Also important to note was Crane’s own idiosyncratic music in his poetry, and while musicality is an obviously important part of poetry, as in Dickinson’s work, there are few poetic musics in English language literature more dissonant with their mother tongue and resonant with one another than Crane’s and Dickinson’s. Crane’s is not sing-song verse, but is perhaps the most lyric of the major modernist poets, never hitting the overt musicality of the early Eliot, nor ever really falling consciously flat, placing Crane also in the company of Wallace Stevens’ metric compulsion in that both poets tended to be lyrical and highly metrical at the sake of sense to evoke a compounding of metaphoric compression in the sound units. The avoidance of straightforward meaning to add density amid the sensitivity to pre-conscious reflection on the poem’s strict ‘meaning’ is nothing less here than an increased ability to call to action a language played against its metric meaning, its rhythm and pattern. What Crane sought was a thing he named ‘the logic of metaphor’, or, the “illogical impingements of the connotations of words on the consciousness (and their combinations and interplay in metaphor on this basis” (Mariani, 1999: 191-192). This compression seen in his poetry, the idea itself, owes everything to Dickinson, to his particular attention to her metrics, metaphors and meanings. This is not to suggest that Crane believed poetry needn’t have or require logic, but rather that the logical arrangement of a poem is most intimately linked to its constituents, which is to say, form and content are most baldly wedded in poetry for Crane, and these needn’t obey strict logical expression or require the outside stamp of an intervening ideology about what a poem should do or be.

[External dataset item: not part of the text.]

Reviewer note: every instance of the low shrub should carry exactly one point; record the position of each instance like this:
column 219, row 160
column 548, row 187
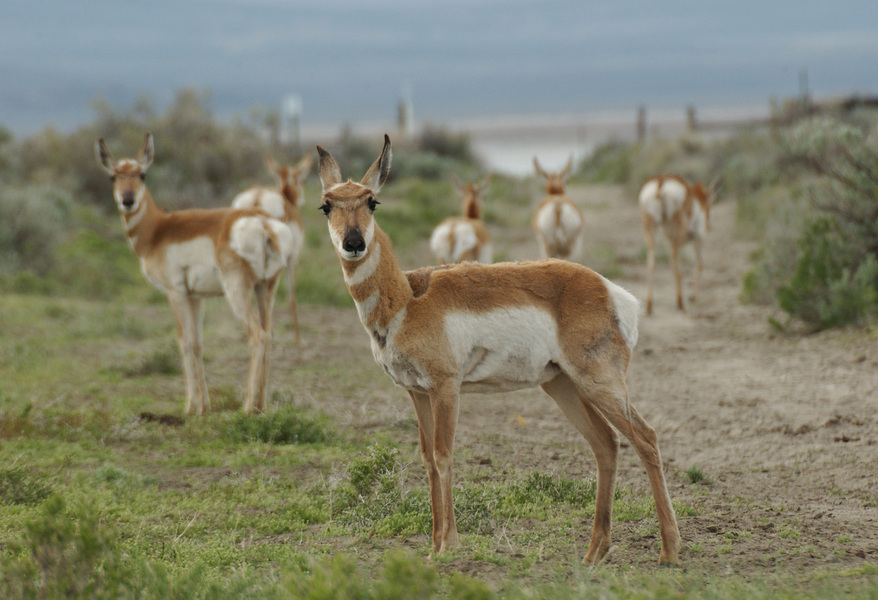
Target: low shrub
column 286, row 425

The obvious contrast to notion of the ‘logic of metaphor’ in Crane’s other major American forebear, Whitman, can be seen in any of Whitman’s poems one chooses to look at. Whitman’s poetry is an open hand, inviting and offering, while Dickinson’s a balled fist, torsional and secretive. Whitman seeks to make the poem make sense of the world in clear and declarative language, a Democracy of breath and of ideas, while Dickinson seeks to do nothing less than map the contours of a personal and universal ontology. Crane’s democratic ontology, however, inherits its primary cues from Dickinson. “Crane’s ‘logic of metaphor’, his associative rhetoric, is not at all Whitmanian … Crane wins autonomy by returning to Emily Dickinson” (Bloom, 2001: xiv). Dickinson’s musicality and intellectual depth was noted not long after her death. Robert Bridges wrote that a reader hunting for philosophy in poetry can readily find it in her verse, though they may then miss “the original fancy which compresses striking images into a few words, or catches a strange melody in most irregular measures” (Cooley: 2008). What Bridges, British poet laureate from 1913-1930, notes in his article of 1890 is nothing less than those very qualities most obvious in Crane’s work too: philosophical depth, metaphoric compression, idiosyncratic music and rhythm. Hearkening back to Smolin and Boyd from sections 1 and 2, the ideas of uniformity (here in art) and attention as a combination of poetic preference and evolved tendency will hopefully allow this connection and uniformity between Dickinson and Crane to fit the outline of a Third Level Darwinian Machine.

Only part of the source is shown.